ええ。気持ちはわかりますわ。たった十回でいいだなんて……
「劇的な効果を期待されるのでしたら、回数を増やされることも検討されてよろしいかと。けれど、僅か十回でも毎日続けることで維持されるものもございます。それに、何十回としないといけないのと違って、十回でしたらわりと簡単に続けられるのでございます。これはズボラな使用人にも有効でしたから、皆様のようにしっかりとした方々であれば間違いなく続けられるかと」
「……もしかして、うちの庭師のお腹がスマートになっていったのって……」
「ええ。毎日行うように指導してからですね。三年かかりましたが、今、あの通りです」
「あのぽっちゃりさんが……!」
子供の頃にふくふくしていた庭師のお腹を思い出し、私は目を輝かせました。あの効果が一日寝る前十回腹筋だというのなら、やる価値はかなりありそうですわね!
「もちろん、すぐに効果が出るわけではありませんが。続かないものを始めたりするよりはよろしいかと。健康にも役立ちますからな」
「そうですわね」
「そしてパーティでございますか……皆様のお姿は、それはそれはお美しいでしょうな……」
穏やかに微笑んでそう言う爺やに、ユニ様達が何故か私をチラチラ見つつソワソワされます。
あら……何かしら……?
「あの……爺やさんはパーティーにお出になりませんの?」
「学園のパーティに、でございますか?」
「ええ。街の人なら皆参加可能なんです! 学生のエスコートのこともありますし」
「家族や身内の人がエスコートするのがほとんどですから」
「特に一年目は家族の方が多いですわ」
「そういえば、旦那様がスケジュールがどうと仰ってましたな……」
ユニ様とシュエット様が妙に熱心に話しかけるのを聞きながら、私とアリス様はそろって憂鬱顔になりました。
そう、パーティーのエスコート役。
これがまたちょっと、今、悩みの種なのですよね……
「昨日の連絡では、旦那様は仕事の都合で来られないと仰ってました。お嬢様は婚約者の方がおられますからな。旦那様も仕方がないと諦めておられましたよ」
「え!?」
「閣下はおいでになれないのですか!?」
爺やの声に、ユニ様とシュエット様が一転して真っ青になります。
ええ……私もつい昨日、それを聞いて頭を抱えましたわ。
気にしてませんから、お二方とも、そんな顔をなさらないで?
「あ、あの、爺やさんは出られませんか?」
アリス様のお声に、爺やはふんわりと微笑む。
「実は私、運営の方から料理の方でお手伝いしてもらえないかと依頼を受けておりまして。店の者総出で行くことになっているのでございます」
「料理の方へ!?」
ああ、最後の綱も切れましたわね。
「そんな……閣下も爺やさんもおいでになれないなんて……」
お三方の愕然とした顔に何かを察したのか、爺やは私を見て声をひそめます。
「? 私は大変気に入りませんが、殿下がおられますでしょう?」
ええ、爺や。
その殿下が問題なのですわ。
あと、気に入らないと言うのはおやめなさい。誰が聞いているか分からないのですよ。
「公の場のルールというのを無視する方がおられますので、如何ともしがたい状況になっているのですわ」
「およしになって。……爺や、なんでもありませんわ。あなたは気にしなくてもよいのです」
憤懣やるかたないといった風情のユニ様をやんわりと止めて、爺やに笑顔で告げておきます。
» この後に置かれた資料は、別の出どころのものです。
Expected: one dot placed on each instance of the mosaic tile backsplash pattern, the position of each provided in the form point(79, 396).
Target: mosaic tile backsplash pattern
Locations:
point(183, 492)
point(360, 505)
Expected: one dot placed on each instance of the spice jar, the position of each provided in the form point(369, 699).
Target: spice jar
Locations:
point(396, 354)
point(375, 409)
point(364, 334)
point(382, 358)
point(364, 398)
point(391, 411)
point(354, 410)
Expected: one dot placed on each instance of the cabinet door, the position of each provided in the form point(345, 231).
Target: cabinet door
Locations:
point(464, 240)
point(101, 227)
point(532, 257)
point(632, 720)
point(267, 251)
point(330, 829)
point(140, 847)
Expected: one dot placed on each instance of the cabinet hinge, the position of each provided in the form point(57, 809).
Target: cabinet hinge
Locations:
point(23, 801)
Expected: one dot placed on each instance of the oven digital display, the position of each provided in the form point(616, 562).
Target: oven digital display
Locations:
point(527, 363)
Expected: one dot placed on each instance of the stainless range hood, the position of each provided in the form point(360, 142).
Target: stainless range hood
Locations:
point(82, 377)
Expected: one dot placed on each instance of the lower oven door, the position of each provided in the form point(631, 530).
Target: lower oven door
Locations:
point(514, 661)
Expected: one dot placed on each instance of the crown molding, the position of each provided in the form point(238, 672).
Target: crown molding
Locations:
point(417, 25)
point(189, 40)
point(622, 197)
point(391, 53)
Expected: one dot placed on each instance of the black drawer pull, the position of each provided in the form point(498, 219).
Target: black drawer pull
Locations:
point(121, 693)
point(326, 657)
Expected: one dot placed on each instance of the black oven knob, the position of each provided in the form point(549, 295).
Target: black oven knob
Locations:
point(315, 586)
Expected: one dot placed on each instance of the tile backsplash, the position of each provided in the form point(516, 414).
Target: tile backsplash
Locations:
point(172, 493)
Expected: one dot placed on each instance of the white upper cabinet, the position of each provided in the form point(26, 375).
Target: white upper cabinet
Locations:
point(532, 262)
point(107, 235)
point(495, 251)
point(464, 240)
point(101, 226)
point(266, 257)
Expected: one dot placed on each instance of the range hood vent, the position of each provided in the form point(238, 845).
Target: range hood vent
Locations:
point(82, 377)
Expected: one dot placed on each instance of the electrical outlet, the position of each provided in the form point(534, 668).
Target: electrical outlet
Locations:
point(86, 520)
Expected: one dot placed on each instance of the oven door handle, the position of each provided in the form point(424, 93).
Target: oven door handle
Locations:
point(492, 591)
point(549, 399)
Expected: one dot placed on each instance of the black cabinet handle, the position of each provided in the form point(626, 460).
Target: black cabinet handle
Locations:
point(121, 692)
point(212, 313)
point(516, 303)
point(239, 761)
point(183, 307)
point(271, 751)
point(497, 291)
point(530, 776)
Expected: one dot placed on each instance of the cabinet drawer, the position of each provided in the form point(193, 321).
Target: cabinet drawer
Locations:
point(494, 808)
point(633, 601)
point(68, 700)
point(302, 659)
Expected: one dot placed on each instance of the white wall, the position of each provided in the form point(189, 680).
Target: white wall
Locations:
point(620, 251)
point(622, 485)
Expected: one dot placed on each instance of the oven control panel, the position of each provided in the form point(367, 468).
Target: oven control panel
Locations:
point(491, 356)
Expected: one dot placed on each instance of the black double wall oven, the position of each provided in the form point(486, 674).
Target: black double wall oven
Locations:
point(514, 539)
爺やは落ち着いた佇まいに反して行動力がありすぎるところがありますからね……
それにしても、殿下はいったい何をどう考えて動いていらっしゃるのやら……
人の心は分からないもの。慮ることが大事と習ってきましたけれど……あんなに全く分からない方も珍しいですわね。
まさか、公的な立場の大事さを全く理解していない――なんてことはないとおもいますけれど……
今度きちんと尋ねておいたほうがいいかしら……?
マリア様と関わられてからこっち、頭の痛いことばかりですわね。